Banked Memories for Soft SIMT Processors
Martin Langhammer, George A. Constantinides
TL;DR
The paper addresses memory bottlenecks in soft SIMT FPGA processors by contrasting nine memory architectures (multi-port and banked) across $51$ configurations using matrix transpose and FFT workloads. It proposes a scalable banked memory design with read/write issue controllers, shared-memory arbitration, and carry-based arbitration, and evaluates FPGA-fitting and area costs. Key findings show multi-port memories often outperform banked designs for small memories due to simplicity, while banked memories maintain a stable, high-bandwidth footprint as data size grows; the best choice thus depends on memory size and access patterns. The work provides practical guidance for designing FPGA-based soft GPGPU-like accelerators and is relevant to high-level synthesis (HLS) and other FPGA-driven accelerators seeking explicit memory-architecture tradeoffs.
Abstract
Recent advances in soft GPGPU architectures have shown that a small (<10K LUT), high performance (770 MHz) processor is possible in modern FPGAs.

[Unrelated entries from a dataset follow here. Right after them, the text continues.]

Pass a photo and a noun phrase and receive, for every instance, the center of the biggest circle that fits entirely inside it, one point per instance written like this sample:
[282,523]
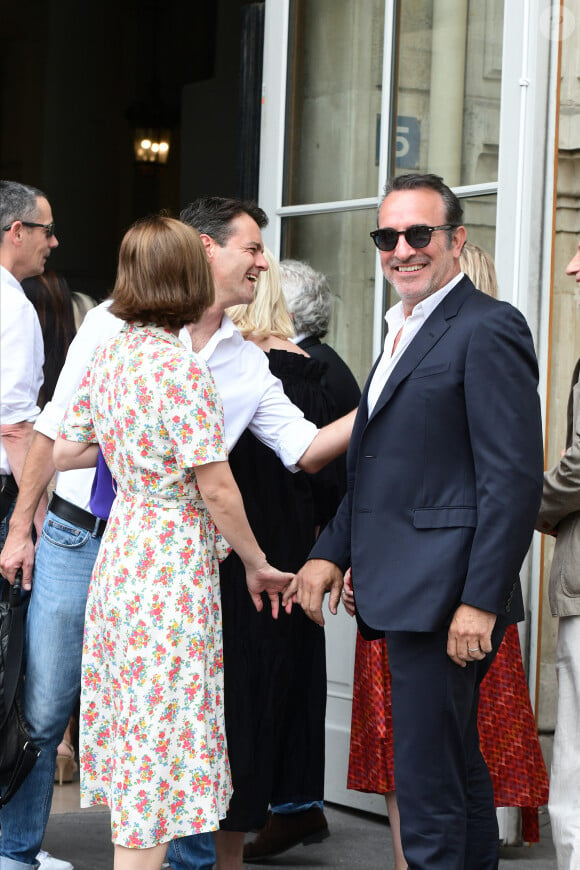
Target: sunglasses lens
[386,239]
[418,237]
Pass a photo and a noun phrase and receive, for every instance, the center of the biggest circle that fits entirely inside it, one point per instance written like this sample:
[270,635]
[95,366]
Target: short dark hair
[418,180]
[18,202]
[213,215]
[163,275]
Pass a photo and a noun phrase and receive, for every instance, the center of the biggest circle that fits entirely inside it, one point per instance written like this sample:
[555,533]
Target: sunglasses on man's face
[417,236]
[48,228]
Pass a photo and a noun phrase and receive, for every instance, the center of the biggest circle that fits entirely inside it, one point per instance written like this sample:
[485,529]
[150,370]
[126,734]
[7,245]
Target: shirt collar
[395,316]
[8,278]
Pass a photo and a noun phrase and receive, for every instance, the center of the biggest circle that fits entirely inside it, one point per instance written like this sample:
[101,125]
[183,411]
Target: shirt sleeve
[279,424]
[98,325]
[22,361]
[77,424]
[192,414]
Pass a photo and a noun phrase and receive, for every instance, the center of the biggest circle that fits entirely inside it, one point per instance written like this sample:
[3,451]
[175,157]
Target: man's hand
[308,587]
[273,583]
[469,637]
[348,594]
[18,552]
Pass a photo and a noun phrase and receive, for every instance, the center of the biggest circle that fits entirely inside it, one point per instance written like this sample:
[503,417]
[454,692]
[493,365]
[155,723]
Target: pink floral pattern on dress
[152,737]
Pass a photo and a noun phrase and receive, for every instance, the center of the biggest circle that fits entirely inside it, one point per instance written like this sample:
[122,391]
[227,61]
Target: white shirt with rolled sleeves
[252,397]
[21,360]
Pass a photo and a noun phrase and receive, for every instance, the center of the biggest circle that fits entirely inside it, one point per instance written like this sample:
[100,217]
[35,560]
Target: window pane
[339,246]
[449,85]
[479,218]
[334,100]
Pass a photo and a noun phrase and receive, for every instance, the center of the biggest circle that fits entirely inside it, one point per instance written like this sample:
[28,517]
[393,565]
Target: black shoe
[283,831]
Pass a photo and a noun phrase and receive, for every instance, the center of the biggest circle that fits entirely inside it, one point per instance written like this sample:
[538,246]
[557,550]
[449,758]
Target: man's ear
[209,245]
[458,238]
[15,233]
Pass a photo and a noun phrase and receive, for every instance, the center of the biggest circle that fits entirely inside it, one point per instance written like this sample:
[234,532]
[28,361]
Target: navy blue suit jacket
[445,478]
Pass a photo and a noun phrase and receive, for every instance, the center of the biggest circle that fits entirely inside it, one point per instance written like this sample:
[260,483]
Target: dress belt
[77,516]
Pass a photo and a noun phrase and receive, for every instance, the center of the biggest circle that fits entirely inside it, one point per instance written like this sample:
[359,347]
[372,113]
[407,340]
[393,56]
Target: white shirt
[21,359]
[410,326]
[252,397]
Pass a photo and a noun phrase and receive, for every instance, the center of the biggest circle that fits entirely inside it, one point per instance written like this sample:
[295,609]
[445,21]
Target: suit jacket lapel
[434,327]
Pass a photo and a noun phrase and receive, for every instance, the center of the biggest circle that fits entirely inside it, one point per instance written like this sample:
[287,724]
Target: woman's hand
[272,582]
[348,593]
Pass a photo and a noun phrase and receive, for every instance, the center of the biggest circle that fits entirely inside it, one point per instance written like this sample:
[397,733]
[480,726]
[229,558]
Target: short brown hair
[163,275]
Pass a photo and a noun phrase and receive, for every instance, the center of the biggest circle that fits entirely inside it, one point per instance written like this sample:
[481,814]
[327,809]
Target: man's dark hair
[18,202]
[418,180]
[213,215]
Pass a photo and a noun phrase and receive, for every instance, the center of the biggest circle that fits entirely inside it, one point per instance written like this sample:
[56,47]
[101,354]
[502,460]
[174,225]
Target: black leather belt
[77,516]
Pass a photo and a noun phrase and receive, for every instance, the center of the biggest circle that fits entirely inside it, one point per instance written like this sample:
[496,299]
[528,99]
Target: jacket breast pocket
[445,517]
[428,370]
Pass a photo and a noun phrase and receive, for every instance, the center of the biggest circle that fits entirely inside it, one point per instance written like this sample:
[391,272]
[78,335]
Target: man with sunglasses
[445,478]
[26,241]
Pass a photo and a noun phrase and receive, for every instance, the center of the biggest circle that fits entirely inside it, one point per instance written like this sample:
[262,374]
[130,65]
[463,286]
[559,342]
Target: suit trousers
[564,802]
[444,790]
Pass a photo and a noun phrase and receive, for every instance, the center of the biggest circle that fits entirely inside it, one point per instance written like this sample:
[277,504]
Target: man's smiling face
[416,273]
[237,264]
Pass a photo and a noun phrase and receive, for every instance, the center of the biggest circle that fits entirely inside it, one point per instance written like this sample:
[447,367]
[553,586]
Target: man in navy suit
[444,483]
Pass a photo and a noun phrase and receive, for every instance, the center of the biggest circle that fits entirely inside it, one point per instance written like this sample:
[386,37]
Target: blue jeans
[53,651]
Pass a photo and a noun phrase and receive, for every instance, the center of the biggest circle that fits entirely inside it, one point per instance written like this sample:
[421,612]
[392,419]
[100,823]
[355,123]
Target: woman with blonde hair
[152,735]
[275,672]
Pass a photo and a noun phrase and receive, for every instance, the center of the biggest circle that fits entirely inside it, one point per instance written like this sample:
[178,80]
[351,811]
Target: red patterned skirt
[507,729]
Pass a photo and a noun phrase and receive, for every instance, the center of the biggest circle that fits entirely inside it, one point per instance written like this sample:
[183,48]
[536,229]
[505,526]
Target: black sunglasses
[417,236]
[48,228]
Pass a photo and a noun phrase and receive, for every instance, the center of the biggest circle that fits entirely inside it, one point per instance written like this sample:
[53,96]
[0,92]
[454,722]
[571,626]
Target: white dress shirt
[252,397]
[409,327]
[21,360]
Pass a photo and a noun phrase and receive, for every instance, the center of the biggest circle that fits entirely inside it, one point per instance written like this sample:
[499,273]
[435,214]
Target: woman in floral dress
[152,742]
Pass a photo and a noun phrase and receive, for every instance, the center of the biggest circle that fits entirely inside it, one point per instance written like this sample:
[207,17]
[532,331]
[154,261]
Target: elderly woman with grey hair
[310,301]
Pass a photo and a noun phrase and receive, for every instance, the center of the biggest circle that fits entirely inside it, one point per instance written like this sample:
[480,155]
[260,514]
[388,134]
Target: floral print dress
[152,736]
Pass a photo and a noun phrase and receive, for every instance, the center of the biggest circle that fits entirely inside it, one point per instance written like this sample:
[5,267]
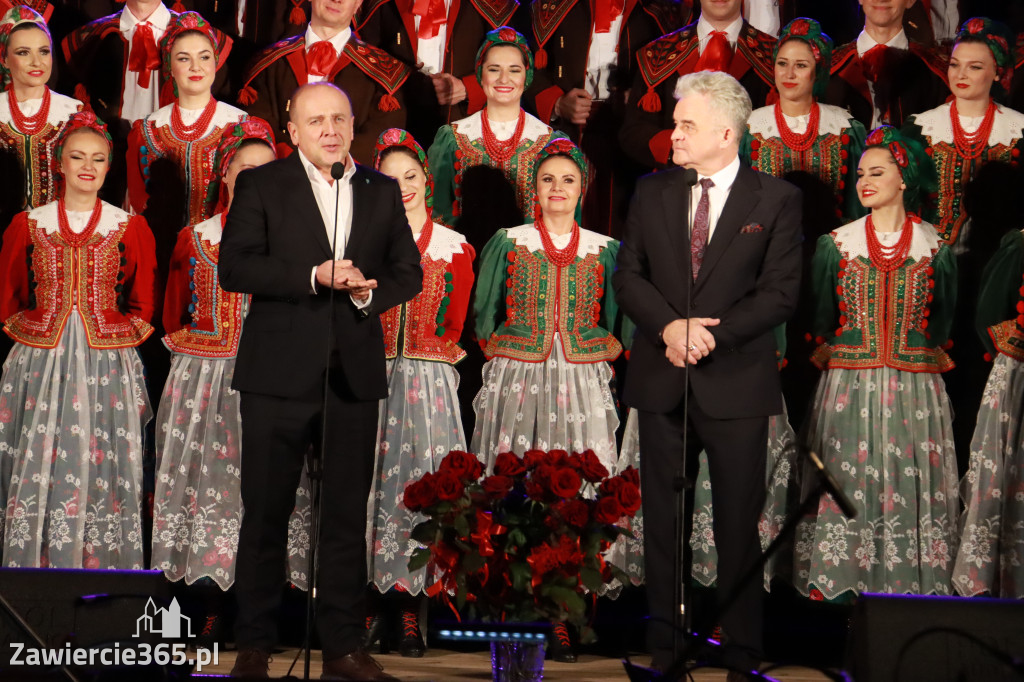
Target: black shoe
[560,645]
[411,645]
[376,637]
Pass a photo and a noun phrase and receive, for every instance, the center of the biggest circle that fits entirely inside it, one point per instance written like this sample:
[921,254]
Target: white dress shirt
[705,30]
[717,196]
[602,57]
[137,102]
[864,43]
[334,204]
[338,42]
[430,51]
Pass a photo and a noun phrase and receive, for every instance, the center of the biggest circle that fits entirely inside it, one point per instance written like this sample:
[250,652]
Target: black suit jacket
[750,279]
[273,238]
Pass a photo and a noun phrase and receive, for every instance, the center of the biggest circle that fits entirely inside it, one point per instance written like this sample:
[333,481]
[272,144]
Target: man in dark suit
[278,247]
[737,261]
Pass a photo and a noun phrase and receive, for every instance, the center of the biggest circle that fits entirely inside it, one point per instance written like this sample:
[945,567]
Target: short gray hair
[726,94]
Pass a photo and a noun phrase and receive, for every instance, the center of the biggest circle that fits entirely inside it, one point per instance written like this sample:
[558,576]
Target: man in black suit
[279,247]
[741,259]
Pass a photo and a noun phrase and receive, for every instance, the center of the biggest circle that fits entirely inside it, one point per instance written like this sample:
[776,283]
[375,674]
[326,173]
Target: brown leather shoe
[251,664]
[355,667]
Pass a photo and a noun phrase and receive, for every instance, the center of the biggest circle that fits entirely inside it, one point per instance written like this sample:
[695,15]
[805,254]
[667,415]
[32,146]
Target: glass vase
[516,662]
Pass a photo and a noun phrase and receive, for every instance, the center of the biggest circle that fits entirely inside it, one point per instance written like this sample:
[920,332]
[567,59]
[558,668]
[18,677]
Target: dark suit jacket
[750,280]
[273,238]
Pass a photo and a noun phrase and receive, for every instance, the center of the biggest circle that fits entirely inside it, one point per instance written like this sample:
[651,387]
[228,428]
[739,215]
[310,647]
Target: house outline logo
[163,622]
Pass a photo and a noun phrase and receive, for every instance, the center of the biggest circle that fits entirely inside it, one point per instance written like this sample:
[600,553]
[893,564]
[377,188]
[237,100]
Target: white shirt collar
[724,178]
[159,19]
[732,31]
[865,42]
[314,175]
[338,42]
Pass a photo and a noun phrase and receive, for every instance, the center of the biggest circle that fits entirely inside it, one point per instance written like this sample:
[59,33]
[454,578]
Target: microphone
[832,485]
[689,176]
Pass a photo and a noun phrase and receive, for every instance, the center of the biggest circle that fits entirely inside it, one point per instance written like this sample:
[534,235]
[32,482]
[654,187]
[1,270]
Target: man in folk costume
[585,64]
[329,51]
[438,40]
[720,40]
[884,76]
[113,64]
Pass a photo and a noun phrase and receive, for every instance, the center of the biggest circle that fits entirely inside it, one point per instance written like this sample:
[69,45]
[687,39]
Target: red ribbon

In this paper we architect and evaluate soft SIMT processor banked memories, which can support high bandwidth (up to 16 ports) while maintaining high speed (over 770 MHz). We compare 9 different memory architectures, including simpler multi-port memories, and run a total of 51 benchmarks (different combinations of algorithms, data sizes and processor memories) to develop a comprehensive set of data which will guide the reader in making an informed memory architecture decision for their application. Our benchmarks are comprised of matrix transpositions (memory intensive) and FFTs (split between memory accesses, floating point, and integer computations) to provide a balanced evaluation. We show that the simpler (but more memory block intensive) multi-port memories offer higher performance than the more architecturally complex banked memories for many applications, especially for smaller memories, but the effective footprint cost of the multi-port memories quickly becomes prohibitive as dataset sizes increase. Our banked memory implementation results - high bandwidth, high Fmax, and high density - can be used for other FPGA applications as well, such as HLS (High Level Synthesis).